Il fallut attendre la génération suivante et l’acharnement de l’Office central sur les crimes nazis (dont le siège est à Ludwigsburg) pour que les juges fassent preuve de davantage de fermeté. Mais, à l’époque, seuls les meurtres attestés par des témoignages et des documents – naturellement rares – pouvaient être jugés. De fait, depuis 1945, seules 6 656 condamnations ont été prononcées. Sur les 6 500 gardes et dirigeants d’Auschwitz, 34 ont été condamnés.

Ce n’est qu’en 2011 que le procès du garde John Demjanjuk a changé la jurisprudence : sa simple présence dans le camp de Sobibór (Pologne) lui a valu une condamnation à cinq ans de prison. À partir de là, une douzaine de dossiers ont été rouverts, mais, en raison du grand âge des accusés, les procédures n’ont que très peu de chances d’aboutir.
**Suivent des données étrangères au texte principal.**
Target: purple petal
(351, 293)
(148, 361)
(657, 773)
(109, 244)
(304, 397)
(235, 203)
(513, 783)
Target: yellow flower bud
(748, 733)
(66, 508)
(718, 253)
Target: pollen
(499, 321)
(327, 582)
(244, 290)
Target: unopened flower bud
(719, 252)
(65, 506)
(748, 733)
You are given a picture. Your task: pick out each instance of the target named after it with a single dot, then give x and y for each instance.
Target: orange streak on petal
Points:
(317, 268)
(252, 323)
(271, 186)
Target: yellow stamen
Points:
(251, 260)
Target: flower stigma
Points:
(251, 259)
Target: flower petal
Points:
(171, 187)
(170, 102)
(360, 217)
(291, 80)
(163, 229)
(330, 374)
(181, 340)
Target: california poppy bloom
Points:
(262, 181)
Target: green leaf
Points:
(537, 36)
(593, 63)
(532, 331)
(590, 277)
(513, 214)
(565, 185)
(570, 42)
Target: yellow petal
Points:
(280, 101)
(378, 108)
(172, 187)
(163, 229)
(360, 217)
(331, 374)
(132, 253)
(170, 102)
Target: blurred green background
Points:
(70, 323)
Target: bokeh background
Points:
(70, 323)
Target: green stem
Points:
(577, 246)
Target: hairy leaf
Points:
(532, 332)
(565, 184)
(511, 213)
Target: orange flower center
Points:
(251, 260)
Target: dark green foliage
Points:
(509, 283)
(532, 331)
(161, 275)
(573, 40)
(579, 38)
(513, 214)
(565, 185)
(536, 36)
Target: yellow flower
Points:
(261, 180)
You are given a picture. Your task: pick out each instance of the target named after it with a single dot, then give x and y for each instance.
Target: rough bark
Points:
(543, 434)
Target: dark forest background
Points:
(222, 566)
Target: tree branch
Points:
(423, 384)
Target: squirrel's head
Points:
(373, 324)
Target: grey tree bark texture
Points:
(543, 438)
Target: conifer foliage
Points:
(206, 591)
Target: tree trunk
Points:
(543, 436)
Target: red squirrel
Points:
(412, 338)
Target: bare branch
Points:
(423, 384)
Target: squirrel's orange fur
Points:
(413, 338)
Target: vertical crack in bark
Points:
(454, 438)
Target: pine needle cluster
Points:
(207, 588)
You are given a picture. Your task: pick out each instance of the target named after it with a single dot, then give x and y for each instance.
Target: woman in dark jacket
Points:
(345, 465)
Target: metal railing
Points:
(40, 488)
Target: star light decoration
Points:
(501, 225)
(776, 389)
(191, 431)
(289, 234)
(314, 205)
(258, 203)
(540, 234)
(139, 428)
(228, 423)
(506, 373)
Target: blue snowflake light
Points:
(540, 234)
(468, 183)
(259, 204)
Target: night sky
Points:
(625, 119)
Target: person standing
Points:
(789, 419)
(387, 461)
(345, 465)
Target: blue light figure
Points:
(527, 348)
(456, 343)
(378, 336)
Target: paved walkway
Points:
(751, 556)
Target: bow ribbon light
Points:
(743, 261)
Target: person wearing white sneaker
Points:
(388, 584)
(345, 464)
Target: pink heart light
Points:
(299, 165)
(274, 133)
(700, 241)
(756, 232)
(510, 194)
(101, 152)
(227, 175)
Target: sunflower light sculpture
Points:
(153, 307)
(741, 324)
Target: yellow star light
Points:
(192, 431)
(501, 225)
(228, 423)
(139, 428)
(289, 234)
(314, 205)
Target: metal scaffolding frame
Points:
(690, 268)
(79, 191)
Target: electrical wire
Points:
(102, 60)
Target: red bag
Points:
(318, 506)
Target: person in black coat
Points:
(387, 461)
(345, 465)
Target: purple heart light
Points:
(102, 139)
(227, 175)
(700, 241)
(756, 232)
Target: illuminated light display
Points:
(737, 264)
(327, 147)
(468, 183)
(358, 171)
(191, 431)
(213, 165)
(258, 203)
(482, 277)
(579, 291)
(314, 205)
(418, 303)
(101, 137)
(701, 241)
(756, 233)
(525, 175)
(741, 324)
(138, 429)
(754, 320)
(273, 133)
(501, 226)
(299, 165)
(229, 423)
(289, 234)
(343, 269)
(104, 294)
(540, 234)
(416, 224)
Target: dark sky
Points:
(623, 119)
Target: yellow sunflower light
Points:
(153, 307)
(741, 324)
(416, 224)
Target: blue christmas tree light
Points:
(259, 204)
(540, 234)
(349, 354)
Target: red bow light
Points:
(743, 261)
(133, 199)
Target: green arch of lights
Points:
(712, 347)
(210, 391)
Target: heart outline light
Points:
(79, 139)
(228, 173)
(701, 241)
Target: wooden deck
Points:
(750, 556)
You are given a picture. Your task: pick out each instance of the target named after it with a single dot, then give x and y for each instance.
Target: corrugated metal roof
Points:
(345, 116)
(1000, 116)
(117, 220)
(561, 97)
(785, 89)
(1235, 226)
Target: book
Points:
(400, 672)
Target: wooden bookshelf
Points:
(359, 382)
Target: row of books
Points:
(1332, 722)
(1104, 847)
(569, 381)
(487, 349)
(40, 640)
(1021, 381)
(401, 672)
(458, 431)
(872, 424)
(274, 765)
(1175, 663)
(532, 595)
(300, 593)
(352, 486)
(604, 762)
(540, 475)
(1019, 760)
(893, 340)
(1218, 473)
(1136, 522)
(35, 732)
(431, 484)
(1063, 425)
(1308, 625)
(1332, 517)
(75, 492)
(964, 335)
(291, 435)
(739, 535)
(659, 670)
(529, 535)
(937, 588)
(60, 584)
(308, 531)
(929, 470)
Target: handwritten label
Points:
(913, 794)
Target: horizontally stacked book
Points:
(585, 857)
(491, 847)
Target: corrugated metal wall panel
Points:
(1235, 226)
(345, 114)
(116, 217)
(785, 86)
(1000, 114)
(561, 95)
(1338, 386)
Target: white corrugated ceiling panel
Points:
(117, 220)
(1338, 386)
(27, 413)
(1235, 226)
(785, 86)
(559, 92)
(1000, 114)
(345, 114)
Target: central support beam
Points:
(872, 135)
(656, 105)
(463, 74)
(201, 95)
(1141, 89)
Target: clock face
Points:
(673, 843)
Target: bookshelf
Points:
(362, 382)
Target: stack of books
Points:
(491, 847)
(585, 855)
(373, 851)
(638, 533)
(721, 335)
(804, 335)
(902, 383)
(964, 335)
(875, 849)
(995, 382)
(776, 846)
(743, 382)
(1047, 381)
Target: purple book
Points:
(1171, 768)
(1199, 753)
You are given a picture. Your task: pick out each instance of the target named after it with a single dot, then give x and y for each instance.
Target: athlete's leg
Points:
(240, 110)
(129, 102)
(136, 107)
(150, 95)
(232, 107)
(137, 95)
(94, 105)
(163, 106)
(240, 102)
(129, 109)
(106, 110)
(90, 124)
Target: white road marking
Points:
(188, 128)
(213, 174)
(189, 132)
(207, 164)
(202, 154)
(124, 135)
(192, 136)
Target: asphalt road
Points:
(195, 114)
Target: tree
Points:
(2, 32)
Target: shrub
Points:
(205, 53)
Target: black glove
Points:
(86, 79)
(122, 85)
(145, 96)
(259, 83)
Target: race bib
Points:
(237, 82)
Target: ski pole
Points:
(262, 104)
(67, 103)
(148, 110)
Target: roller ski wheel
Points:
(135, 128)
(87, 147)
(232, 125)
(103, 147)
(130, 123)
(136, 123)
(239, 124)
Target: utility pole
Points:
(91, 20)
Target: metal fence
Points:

Par ailleurs, elles ne concernent que des seconds couteaux, très jeunes à l’époque des faits. Avec le procès Gröning, une page de l’histoire allemande se tourne. Pourtant, bien après la disparition des derniers protagonistes de la tragédie, une question continuera de hanter ce pays pendant longtemps : "Comment ces hommes ordinaires ont-ils pu sombrer dans une telle folie meurtrière, puis, comme si de rien n’était, reprendre leur vie d’avant sans jamais exprimer de remords", estime Andreas Sander.